2015-08-21 05:03:28

by Andy Lutomirski

[permalink] [raw]
Subject: [PATCH] x86/traps: Weaken context tracking entry assertions

We were asserting that we were all the way in CONTEXT_KERNEL when
exception handlers were called. While having this be true is, I
think, a nice goal (or maybe a variant in which we assert that we're
in CONTEXT_KERNEL or some new IRQ context), we're not quite there.

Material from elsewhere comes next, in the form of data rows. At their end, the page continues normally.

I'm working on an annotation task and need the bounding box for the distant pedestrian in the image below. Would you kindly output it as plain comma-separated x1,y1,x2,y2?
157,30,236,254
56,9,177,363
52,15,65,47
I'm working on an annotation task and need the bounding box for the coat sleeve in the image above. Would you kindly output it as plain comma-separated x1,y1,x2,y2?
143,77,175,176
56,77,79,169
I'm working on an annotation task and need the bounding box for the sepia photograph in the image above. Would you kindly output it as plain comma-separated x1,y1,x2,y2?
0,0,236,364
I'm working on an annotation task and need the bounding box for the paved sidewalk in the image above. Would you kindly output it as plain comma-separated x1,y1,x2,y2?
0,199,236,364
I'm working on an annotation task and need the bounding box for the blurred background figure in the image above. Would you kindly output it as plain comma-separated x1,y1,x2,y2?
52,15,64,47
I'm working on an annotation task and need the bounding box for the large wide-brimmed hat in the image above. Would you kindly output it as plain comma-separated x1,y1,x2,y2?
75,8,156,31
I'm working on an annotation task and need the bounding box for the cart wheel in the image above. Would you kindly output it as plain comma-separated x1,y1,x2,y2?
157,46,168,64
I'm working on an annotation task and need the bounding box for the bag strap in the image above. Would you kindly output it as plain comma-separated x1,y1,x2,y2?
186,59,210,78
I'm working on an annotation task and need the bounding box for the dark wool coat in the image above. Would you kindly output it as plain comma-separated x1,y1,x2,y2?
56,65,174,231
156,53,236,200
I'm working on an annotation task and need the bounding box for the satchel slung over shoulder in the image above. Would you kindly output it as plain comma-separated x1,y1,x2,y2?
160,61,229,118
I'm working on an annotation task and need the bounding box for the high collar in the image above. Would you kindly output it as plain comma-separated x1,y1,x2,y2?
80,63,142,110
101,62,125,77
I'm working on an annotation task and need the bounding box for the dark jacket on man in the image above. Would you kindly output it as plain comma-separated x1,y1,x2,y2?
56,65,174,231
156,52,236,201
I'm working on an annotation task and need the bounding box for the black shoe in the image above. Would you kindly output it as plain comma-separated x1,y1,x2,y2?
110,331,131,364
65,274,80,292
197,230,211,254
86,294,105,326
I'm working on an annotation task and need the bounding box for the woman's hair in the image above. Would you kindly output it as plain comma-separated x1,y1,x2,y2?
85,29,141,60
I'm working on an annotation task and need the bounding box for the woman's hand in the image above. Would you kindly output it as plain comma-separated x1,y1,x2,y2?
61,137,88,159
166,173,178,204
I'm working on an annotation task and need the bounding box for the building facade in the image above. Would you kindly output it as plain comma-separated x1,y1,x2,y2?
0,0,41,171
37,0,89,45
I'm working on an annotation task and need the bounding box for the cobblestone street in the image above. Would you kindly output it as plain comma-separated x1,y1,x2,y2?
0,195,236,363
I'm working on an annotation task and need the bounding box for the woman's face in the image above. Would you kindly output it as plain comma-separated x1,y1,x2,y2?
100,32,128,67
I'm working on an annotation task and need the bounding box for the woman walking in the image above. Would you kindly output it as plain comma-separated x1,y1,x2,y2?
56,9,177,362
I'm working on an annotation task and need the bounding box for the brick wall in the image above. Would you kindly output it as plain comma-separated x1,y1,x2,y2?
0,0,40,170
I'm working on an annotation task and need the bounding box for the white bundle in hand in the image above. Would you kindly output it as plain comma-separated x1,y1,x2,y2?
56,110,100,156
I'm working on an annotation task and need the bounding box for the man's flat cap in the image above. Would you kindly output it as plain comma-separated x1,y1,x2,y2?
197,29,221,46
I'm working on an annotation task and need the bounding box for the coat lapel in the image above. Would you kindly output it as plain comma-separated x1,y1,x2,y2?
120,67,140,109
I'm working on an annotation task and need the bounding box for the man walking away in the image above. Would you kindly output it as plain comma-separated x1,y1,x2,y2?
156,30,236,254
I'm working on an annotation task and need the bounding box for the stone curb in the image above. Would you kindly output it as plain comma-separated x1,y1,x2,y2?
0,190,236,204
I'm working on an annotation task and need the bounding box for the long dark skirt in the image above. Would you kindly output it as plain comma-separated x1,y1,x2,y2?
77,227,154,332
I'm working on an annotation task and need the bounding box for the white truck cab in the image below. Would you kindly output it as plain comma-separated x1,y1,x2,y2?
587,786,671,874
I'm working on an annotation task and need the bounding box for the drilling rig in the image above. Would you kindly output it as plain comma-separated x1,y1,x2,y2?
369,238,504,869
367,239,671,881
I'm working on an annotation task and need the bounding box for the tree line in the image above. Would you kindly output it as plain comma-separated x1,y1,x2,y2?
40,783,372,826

In particular, if an IRQ interrupts the SYSCALL prologue and the IRQ
handler in turn causes an exception, the exception entry will be
called in RCU IRQ mode but with CONTEXT_USER.

This is okay (nothing goes wrong), but until we fix up the SYSCALL
prologue, we need to avoid warning.

Signed-off-by: Andy Lutomirski <[email protected]>
---
arch/x86/kernel/traps.c | 18 +++++++++---------
1 file changed, 9 insertions(+), 9 deletions(-)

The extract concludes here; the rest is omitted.